PESTLE risks (external factors) that can contribute positively and negatively to a company’s success and so a good understanding of them is of great importance.
These different external factors are often classified as either political, economic, social, technological or environmental and ethical (PESTLE).
Political risks can include changes in government, regulations, or trade policies. Economic or ethical risks would describe changes in inflation, interest rates and child labour issues respectively.
Social risks speak for themselves but can include changes in demographics, consumer preferences, or social values. Technological risks can include new technologies that disrupt existing business models or new regulations on the use of certain technologies.
We’ll give some more examples of the final L (legal) and E (environmental) below. It is important for businesses to identify and assess their PESTLE risks so that they can develop strategies to mitigate them.
Examples of PESTLE Risks
Here are some examples of how PESTLE risks can impact businesses:
- Political risk: A government could change its regulations on a particular industry, which could make it more difficult or expensive for businesses in that industry to operate.
- Economic risk: A recession could lead to a decrease in consumer spending, which could hurt a business’s sales.
- Social risk: A change in demographics, such as an aging population, could lead to a decrease in demand for certain products or services.
- Technological risk: A new technology could disrupt an existing business model, such as the rise of e-commerce disrupting the traditional retail industry.
- Legal risk: A new law could require businesses to make changes to their products or services, which could be expensive and disruptive.
- Environmental risk: Climate change could lead to more extreme weather events, which could damage a business’s property or disrupt its operations.
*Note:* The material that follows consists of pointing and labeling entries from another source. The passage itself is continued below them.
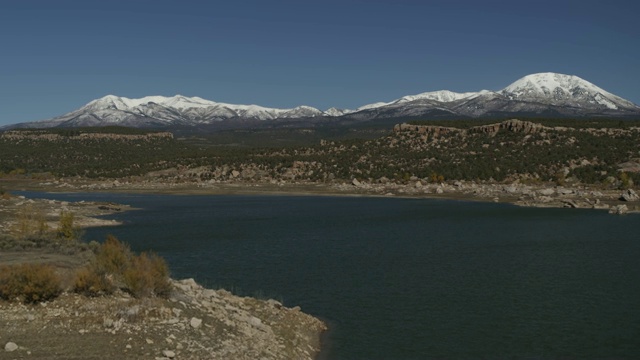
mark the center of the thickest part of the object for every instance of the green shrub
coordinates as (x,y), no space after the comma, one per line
(90,281)
(116,266)
(113,256)
(147,276)
(66,228)
(30,283)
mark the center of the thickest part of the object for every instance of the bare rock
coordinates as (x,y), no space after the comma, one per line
(619,210)
(195,323)
(546,192)
(168,354)
(10,346)
(629,195)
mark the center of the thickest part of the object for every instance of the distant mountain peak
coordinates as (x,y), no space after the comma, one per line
(563,89)
(535,94)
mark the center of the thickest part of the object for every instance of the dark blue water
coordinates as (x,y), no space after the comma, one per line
(409,278)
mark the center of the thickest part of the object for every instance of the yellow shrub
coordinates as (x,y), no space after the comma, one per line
(30,283)
(91,282)
(113,256)
(148,275)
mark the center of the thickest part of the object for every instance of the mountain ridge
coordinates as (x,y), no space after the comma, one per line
(540,93)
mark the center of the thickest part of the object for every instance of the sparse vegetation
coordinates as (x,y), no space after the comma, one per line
(29,283)
(115,266)
(589,149)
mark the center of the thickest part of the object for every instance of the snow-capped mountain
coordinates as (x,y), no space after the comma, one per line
(540,94)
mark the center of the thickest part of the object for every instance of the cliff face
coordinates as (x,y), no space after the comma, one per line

Businesses can mitigate PESTLE risks by developing strategies to address them. For example, a business could diversify its supply chain to reduce its exposure to political or economic risks. Or a business could invest in research and development to stay ahead of the curve on technological changes.
It is important to note that PESTLE risks are constantly changing and so businesses should regularly review their risk assessments and update their strategies accordingly. Over the last few years organisations have had to contend with Brexit, the pandemic, the cost-of-living crisis, extreme weather events and Russia’s invasion of Ukraine to name a few. These difficult circumstances have increased the need to practice risk management effectively and improve risk culture within organisations.